Se señaló a sí mismo con el dedo, ligero, y dejó la tablilla en manos del otro instructor. Se plantó frente a mí.

—Tranquilo —dijo, bajo—. Vamos a trabajar desplazamientos, no te voy a reventar el pómulo… más.

—Qué detalle —susurré.

—Primero ves, luego hablas —replicó, sin dureza.

Nos movimos en círculos. Él atacó con amagues; yo respondí tarde dos veces, bien a la tercera. Su mano golpeó mi antebrazo con control, lo suficiente para enseñarle al músculo por dónde debía viajar la fuerza.

—Cuando te empujen, no endereces el pecho —indicó, tocando con dos dedos mi esternón—. Se te abre el flanco. Gira la cadera, entierra el pie, descarga por esa vía.

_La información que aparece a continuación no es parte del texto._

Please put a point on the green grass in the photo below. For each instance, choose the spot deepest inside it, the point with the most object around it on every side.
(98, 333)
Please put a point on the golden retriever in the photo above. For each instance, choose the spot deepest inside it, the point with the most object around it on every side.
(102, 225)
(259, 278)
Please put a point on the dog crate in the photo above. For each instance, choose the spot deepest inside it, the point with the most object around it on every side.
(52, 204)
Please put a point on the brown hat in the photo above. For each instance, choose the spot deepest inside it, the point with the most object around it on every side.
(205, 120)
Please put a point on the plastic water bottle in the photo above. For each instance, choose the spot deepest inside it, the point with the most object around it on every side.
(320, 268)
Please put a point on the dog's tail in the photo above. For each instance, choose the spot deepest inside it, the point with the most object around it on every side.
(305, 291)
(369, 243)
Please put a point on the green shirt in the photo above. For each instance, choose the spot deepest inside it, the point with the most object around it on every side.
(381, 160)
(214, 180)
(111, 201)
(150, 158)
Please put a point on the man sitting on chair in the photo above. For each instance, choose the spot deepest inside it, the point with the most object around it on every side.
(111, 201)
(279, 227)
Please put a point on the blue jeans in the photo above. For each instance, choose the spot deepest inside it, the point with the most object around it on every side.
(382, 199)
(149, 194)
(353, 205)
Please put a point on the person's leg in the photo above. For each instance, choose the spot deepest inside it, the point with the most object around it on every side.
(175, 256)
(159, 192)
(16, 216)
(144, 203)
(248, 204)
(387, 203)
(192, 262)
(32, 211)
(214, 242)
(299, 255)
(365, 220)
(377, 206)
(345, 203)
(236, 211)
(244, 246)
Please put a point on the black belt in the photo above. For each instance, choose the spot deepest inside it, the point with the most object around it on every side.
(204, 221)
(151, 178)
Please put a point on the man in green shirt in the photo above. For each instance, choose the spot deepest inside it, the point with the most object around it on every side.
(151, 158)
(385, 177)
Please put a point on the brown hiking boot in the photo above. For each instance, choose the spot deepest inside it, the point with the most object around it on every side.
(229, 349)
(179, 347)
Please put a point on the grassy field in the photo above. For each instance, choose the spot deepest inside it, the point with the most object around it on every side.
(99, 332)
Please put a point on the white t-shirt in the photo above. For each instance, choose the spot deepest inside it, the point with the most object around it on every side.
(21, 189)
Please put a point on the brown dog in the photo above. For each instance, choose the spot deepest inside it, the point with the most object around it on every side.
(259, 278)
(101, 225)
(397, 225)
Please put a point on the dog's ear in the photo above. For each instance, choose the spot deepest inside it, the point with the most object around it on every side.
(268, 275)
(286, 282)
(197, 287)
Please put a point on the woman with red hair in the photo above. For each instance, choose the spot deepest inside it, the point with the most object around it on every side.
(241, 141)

Una vez más. Giré. Bloqueé. Sentí el cuerpo seguir la orden con menos protesta. Por un instante, casi olvidé al público alrededor. Casi.

—Otra —dijo Ethan.

Lo seguimos hasta que el altavoz del patio crujió.

—Atención —anunció la voz de un instructor—. Aviso de liderazgo: todo el alumnado se reúne hoy a las 13:00 en el óvalo central. Asistencia obligatoria.

El murmullo empezó como un zumbido y se volvió oleaje. “Liderazgo” no era la palabra que usaban para Collins. Era la palabra que usaban para él. Para Wolfe.

Ethan y yo nos detuvimos. Él se pasó la toalla por el cuello.

—Te dije lo de la enfermería —recordó, como si la reunión no importara —. Ve ahora. Te alcanzó después.

—¿No se supone que debería fingir que estoy bien?

—Eso ya lo haces —dijo con una media sonrisa—. Ahora haz lo útil.